私の三男が、来春「大学受験」ということで、この1年は演奏会に出かけたり、趣味の遠出は控えますと以前宣言しました。
好きなことをしばらく断つ前に3月は、2回演奏会に出かけてきました。いずれも、半年以上前から待ちに待ったプログラムでしたから。演奏者の魅力、曲目の魅力とも私にとって思いは大きいものでしたし。
3月24日の名古屋フィルハーモニーの市民会館名曲シリーズですが、イタリアの作曲家レスピーギの名曲を名古屋フィルのシェフ(音楽監督)川瀬氏が指揮するもの。これと同じプログラムをその翌日にも東京でも披露するということで、非常に大事な公演ではなかったかと思います。それとともに、名フィルの公式プログラムでは、年度最後の公演でもありました。
以前の市民会館名曲シリーズで、レスピーギのシバの女王という曲を演奏したのですが、その時にローマの三部作を取り上げて欲しいですと、ツイッターに投稿したところ、事務局からの返答がきて、ローマ三部作を聴いていただける機会を用意していますので、お待ちくださいというような返答であったと思います。ようやく念願かなってという感じがしました。しかも、ローマ三部作を全部やってくださると。一度にこの三作を聴けるとは、なんて贅沢なというところでしょう。CDでは、いくつか出ているのですが、実際の演奏会では、一度「ローマの松」の吹奏楽バージョンを聴いただけでした。三作の中では、「ローマの松」が一番人気だからでしょうか。
しかし、私にとっての思い出の曲は、「ローマの祭り」です。中学の時に、吹奏楽コンクールで演奏した曲でした。全曲ではなく、金管楽器が華やかに活躍する冒頭と終曲部分でした。何度レコードプレーヤーでプロの管弦楽演奏を聴いたことでしょうか。技術的には難しい曲であると思うのですが、比較的分かりやすい曲であるように思いました。

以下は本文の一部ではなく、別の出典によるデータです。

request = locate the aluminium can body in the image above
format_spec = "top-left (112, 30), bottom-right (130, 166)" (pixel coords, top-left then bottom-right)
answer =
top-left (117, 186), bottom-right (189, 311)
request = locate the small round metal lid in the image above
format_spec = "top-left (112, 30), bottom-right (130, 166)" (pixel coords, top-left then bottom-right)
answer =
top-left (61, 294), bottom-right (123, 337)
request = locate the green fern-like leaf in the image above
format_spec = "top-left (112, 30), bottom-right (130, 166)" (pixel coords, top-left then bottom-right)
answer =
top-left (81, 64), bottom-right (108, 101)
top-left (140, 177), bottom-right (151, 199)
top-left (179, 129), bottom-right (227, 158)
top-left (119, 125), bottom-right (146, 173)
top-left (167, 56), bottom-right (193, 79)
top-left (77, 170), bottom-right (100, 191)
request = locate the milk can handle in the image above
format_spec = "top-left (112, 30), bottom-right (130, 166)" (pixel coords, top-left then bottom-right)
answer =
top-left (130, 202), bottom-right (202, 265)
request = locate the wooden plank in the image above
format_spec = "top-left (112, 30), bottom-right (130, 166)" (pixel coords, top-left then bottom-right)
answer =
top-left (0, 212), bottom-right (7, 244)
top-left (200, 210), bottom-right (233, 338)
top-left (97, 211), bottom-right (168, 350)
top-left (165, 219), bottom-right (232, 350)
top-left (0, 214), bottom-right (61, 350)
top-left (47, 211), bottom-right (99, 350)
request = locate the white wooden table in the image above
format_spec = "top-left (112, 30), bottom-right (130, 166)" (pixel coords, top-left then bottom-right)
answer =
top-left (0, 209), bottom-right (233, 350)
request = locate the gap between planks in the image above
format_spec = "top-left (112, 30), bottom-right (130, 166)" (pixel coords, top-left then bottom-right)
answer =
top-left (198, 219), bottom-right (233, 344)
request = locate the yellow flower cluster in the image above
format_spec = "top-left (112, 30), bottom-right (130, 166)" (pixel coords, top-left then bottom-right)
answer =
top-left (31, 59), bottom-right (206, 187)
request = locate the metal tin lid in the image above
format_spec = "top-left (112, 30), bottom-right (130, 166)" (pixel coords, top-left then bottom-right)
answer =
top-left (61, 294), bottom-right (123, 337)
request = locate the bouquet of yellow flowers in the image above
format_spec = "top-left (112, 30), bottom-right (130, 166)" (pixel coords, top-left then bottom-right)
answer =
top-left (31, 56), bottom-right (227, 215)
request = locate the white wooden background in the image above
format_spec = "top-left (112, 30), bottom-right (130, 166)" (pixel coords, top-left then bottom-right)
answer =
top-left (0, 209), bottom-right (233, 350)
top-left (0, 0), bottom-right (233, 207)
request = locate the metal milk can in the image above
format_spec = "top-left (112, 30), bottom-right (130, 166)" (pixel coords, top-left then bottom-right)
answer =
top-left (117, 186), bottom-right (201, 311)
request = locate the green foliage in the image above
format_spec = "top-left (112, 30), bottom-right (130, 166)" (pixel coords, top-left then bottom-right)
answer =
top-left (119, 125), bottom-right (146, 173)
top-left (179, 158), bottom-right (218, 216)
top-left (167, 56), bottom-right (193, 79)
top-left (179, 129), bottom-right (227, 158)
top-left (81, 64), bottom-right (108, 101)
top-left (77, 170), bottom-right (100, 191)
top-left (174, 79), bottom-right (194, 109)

さて、「ローマの噴水」から。清らかな水をイメージできる音色が美しい。どちらかというと全般的にはおとなしめな曲なので、観客からの反応は静かな雰囲気。終わり方も、静かだからでしょう。次が、もっとも演奏される「ローマの松」。大編成の管弦楽からの圧倒的な迫力ある音に酔わされる。舞台右側花道のラッパ隊が華々しく、低音が支えている感じもまた素晴らしい。当然のように割れんばかりの拍手がわきあがりました。
休憩後の「ローマの祭り」。これがまた、大変な熱演で、心を揺さぶられた。松に引き続き、祭りの冒頭でもラッパの別動隊が、ファンファーレを吹くのですが、ステージから近い席で、左右からの挟み撃ち的な音響で、ステージ上の管弦楽が消されてしまうかのようなバランスであるほど。川瀬監督は、ゆったりしたテンポの楽章と、リズミカルで躍動的な楽章の対比を見事にコントロールされていて、印象深かった。とりわけ、最終楽章の圧倒的な盛り上がり方でしょう。相当の速いテンポで、踊りながら煽りまくる川瀬監督の指揮に、この曲と川瀬監督の相性の良さを感じさせた。
終演後、長年コンサートマスターを務められた日比さんの引退式のようなセレモニーが。何度も日比さんの雄姿を見てきたので、これから出演されないとなると寂しい気がします。3月は、別れの季節というのを感じられますね。日比さんとともに観客も一緒に写真を撮りましょうということで、立って写真撮影に加われたのは思い出になりました。最後まで癒し系キャラの日比さんだなあと思えました。
名フィル演奏会は、この1年で6回行ったかな。やはり、プロの演奏を近くで聴けるのは気持ちいい。次、名フィルを聴けるのは1年後になるのか、まあ、それまではCDなどで我慢かな。